Lei dice: — Perderlo è quasi come diventare impotente, non è così, Duv? Penetrare in una mente e scoprire che non riesci a connettere… Una volta, dicevi che per te era un’estasi. Questo fluire di informazioni, quest’esperienza sostitutiva. E adesso non la provi più come prima, o addiritura ne sei privo. La tua mente non ce la fa più. La vedi anche tu in questo modo, quasi una metafora sessuale?

— Certe volte. — Le verso dell’altro vino. Per qualche minuto restiamo in silenzio, rimpinzandoci di spaghetti, scambiandoci larghi sorrisi, tentativi di aggancio. Sento quasi del calore verso di lei. Un senso di perdono per tutti quegli anni durante i quali mi ha trattato come un fenomeno da circo. «Duv, sporco fottuto, stattene fuori dalla mia testa oppure ti ammazzo! Voyeur. Ficcanaso. Stai alla larga, spione, stai alla larga.» Lei non aveva voluto che incontrassi il suo fidanzato. Temeva che gli dicessi dei suoi altri uomini, suppongo. «Mi piacerebbe, qualche giorno, trovarti morto nel canale, Duv, con tutti i miei segreti che imputridiscono dentro di te.» Tanto tempo fa. Forse adesso, Jude, noi ci amiamo l’un l’altro un pochino. Poco, poco. Però c’è da dire che tu ami me più di quanto io amo te.

— Non mi eccito più — dice lei improvvisamente. — Tu lo sai, ero solita venire sempre, praticamente ogni volta. L’autentica Hot Pants Kid, io. Però, circa cinque anni fa è successo qualcosa, all’incirca quando il mio matrimonio cominciò a frantumarsi. Un corto circuito giù, qui dentro. Cominciai a venire ogni cinque volte, ogni dieci volte. Sentivo che la capacità di rispondere mi scappava via. Giacevo là aspettando che succedesse, e, naturalmente, questo fatto tutte le volte lo spegneva. Alla fine non riuscii più a venire, proprio per niente. Anche adesso non ci riesco più. Non più negli ultimi tre anni.

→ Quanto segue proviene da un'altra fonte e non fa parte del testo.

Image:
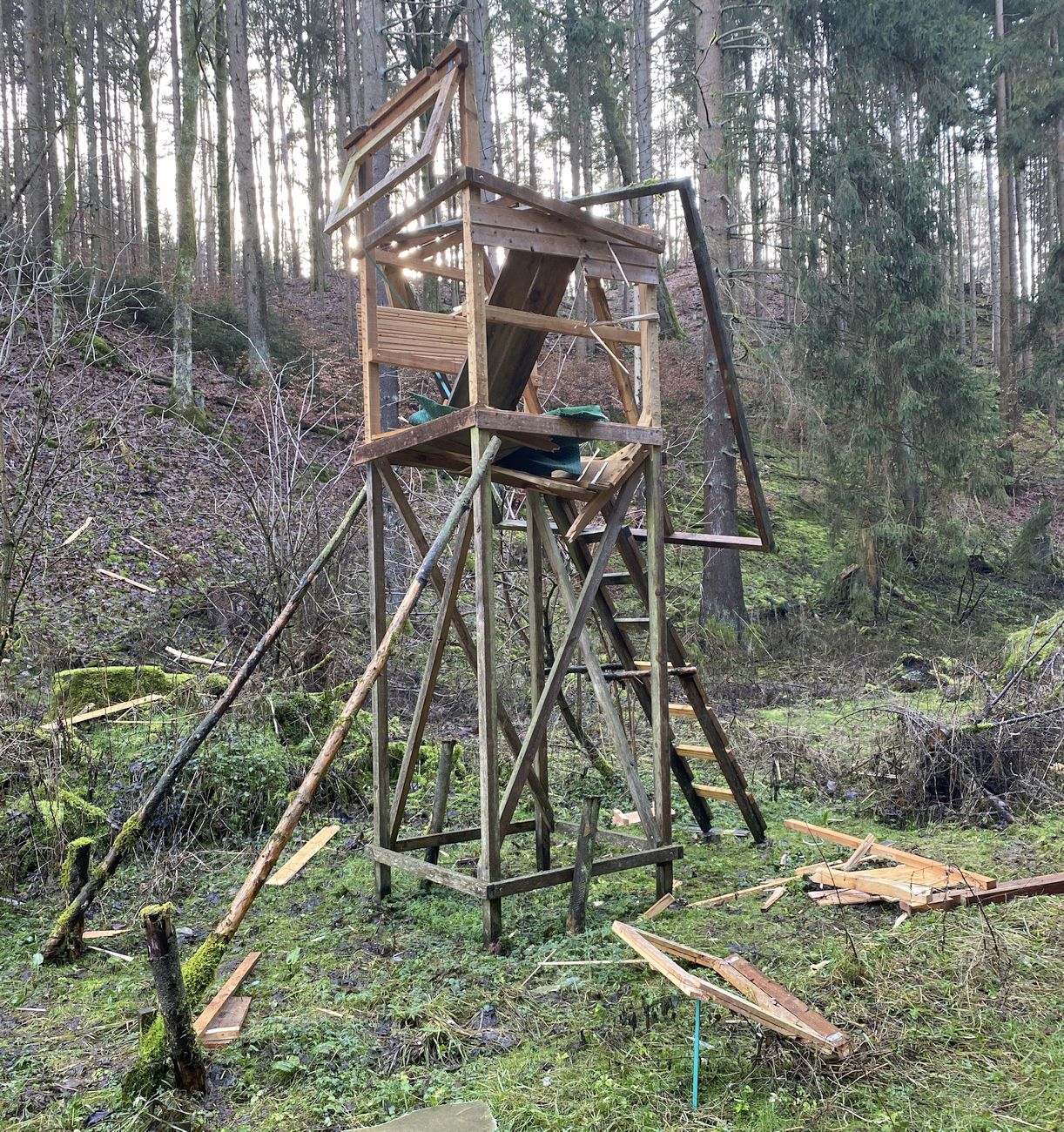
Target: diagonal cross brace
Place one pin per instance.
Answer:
(462, 632)
(553, 686)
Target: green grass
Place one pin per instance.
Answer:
(362, 1011)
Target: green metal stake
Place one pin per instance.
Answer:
(694, 1075)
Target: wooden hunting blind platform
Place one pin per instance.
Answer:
(515, 255)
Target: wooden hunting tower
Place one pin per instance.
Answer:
(576, 506)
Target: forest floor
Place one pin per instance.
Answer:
(362, 1011)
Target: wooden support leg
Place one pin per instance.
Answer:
(181, 1044)
(536, 657)
(378, 617)
(659, 663)
(487, 710)
(589, 826)
(440, 802)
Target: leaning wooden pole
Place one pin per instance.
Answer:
(199, 970)
(57, 946)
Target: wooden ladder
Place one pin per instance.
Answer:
(618, 630)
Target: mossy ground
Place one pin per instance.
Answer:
(362, 1011)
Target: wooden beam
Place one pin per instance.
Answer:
(430, 674)
(589, 826)
(564, 655)
(299, 859)
(607, 229)
(555, 325)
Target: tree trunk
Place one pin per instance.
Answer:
(181, 393)
(1007, 400)
(181, 1041)
(37, 134)
(223, 187)
(721, 573)
(253, 273)
(478, 27)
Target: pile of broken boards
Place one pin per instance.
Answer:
(759, 999)
(918, 884)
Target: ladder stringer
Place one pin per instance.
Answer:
(562, 512)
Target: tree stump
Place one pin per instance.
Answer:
(181, 1041)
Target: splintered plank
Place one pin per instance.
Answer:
(226, 1023)
(533, 283)
(86, 717)
(878, 849)
(229, 988)
(1048, 884)
(293, 866)
(657, 950)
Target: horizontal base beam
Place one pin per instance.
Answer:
(494, 890)
(455, 837)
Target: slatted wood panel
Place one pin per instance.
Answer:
(529, 230)
(527, 282)
(420, 340)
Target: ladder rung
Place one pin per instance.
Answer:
(623, 578)
(717, 792)
(689, 751)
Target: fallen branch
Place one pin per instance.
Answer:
(56, 946)
(199, 970)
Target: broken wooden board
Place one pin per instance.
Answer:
(844, 897)
(1048, 884)
(656, 951)
(878, 849)
(293, 866)
(226, 1023)
(229, 988)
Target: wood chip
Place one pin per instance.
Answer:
(772, 898)
(128, 581)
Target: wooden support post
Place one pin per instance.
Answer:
(368, 313)
(181, 1042)
(536, 659)
(659, 661)
(489, 868)
(75, 876)
(440, 802)
(378, 616)
(589, 825)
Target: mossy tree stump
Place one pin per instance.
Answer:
(177, 1017)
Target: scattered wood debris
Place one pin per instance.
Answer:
(128, 581)
(659, 906)
(86, 717)
(226, 1027)
(759, 999)
(776, 894)
(293, 866)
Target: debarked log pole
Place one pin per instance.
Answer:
(57, 944)
(200, 968)
(181, 1044)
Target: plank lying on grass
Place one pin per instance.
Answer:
(1048, 884)
(293, 866)
(878, 849)
(229, 988)
(656, 950)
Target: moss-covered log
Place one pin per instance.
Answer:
(57, 947)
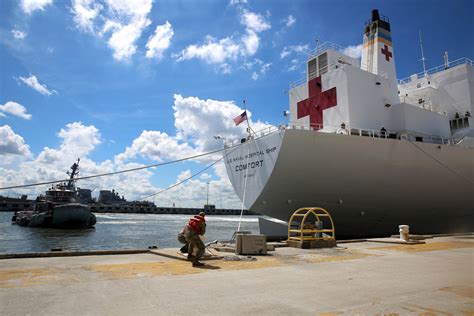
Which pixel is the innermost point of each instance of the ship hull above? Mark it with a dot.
(369, 185)
(66, 216)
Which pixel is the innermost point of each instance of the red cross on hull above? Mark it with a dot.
(316, 102)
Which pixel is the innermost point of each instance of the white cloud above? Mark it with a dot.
(295, 63)
(196, 122)
(298, 49)
(18, 34)
(234, 2)
(29, 6)
(353, 51)
(12, 143)
(251, 42)
(290, 20)
(120, 22)
(33, 82)
(157, 146)
(260, 68)
(160, 41)
(212, 52)
(123, 39)
(221, 52)
(254, 21)
(15, 109)
(85, 11)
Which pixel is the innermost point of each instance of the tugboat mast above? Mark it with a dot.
(72, 174)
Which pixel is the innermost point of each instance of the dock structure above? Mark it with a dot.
(355, 278)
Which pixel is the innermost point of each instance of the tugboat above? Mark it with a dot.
(58, 208)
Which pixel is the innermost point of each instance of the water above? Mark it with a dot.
(116, 231)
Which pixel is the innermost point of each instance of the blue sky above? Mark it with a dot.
(125, 83)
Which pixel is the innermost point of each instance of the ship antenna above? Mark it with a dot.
(422, 54)
(248, 123)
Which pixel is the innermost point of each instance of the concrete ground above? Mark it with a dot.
(364, 278)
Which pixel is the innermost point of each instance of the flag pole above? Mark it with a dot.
(248, 122)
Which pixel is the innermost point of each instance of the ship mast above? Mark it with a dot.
(74, 171)
(423, 59)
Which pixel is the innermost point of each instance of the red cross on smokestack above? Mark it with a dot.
(386, 52)
(316, 102)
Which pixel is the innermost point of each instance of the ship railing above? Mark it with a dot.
(451, 64)
(345, 129)
(312, 75)
(324, 47)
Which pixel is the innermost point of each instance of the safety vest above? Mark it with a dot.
(195, 224)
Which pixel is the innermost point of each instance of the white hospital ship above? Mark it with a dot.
(376, 152)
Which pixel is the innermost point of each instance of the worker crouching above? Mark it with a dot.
(196, 227)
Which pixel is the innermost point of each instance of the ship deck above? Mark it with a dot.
(366, 277)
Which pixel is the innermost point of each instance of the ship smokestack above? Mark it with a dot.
(377, 52)
(375, 15)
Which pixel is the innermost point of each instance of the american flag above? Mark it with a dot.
(240, 118)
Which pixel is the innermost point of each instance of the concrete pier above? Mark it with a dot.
(360, 278)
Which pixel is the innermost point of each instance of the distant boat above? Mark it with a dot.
(58, 208)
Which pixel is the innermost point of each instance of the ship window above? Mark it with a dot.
(311, 69)
(322, 64)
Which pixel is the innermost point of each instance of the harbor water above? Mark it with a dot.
(116, 231)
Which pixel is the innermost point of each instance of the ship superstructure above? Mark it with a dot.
(375, 151)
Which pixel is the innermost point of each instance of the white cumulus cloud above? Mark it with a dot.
(288, 50)
(160, 41)
(18, 34)
(121, 23)
(354, 51)
(290, 20)
(229, 49)
(85, 12)
(15, 109)
(254, 21)
(234, 2)
(29, 6)
(33, 82)
(212, 52)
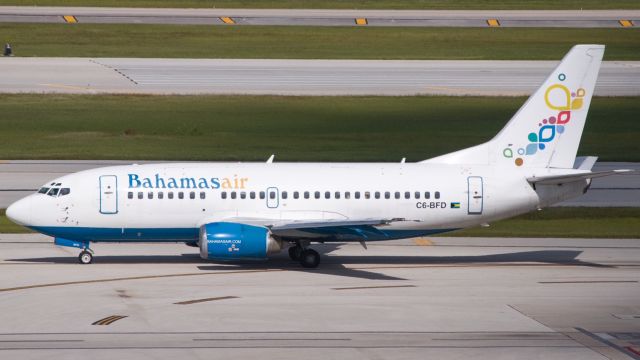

Sono stata a letto forse con un centinaio di uomini dopo il divorzio, concedendomi chissà quante volte, e neanche uno mi ha portata all’orgasmo, eppure alcuni di loro erano degli stalloni, dei tori veri e propri. Questa è una delle cose che Karl sta cercando di far funzionare in me. Per questo, Duv, io so che cosa si prova. Che cosa tu stai attraversando. Perdere il tuo migliore strumento per entrare in contatto con gli altri. Perdere gradatamente contatto con te stesso. Diventare un estraneo nella tua stessa mente. — Lei sorride. — E tu riesci a capire me? Le difficoltà che io devo aver avuto a letto?

Restò lì incerto, per un po’. Quello sguardo gelido nei suoi occhi la porta lontano. L’aggressività. Il risentimento che prova. Anche quando tenta di riuscire amabile, non riesce a trattenersi dall’odiare. Com’è fragile la nostra relazione! Siamo chiusi a chiave in una specie di rapporto di matrimonio, Judith e io, un antico matrimonio andato in fumo, tenuto in piedi coi punteruoli. Che inferno, però! — Sì — le rispondo. — Ti capisco.

— Lo pensavo. Tu non hai mai smesso di sondarmi. — Adesso il suo sorriso è allegria intrisa a odio. Lei è contenta che io stia perdendolo. È sollevata. — Io resto sempre completamente aperta a te, Duv.

— Non dartene pensiero, non lo resterai più molto a lungo. — Accidenti a te, cagna sadica! Accidenti a te bellissima rompiballe! E tu saresti tutto quello che io ho. — Che ne dici di prendere ancora un po’ di spaghetti, Jude? — Sorella. Sorella. Sorella.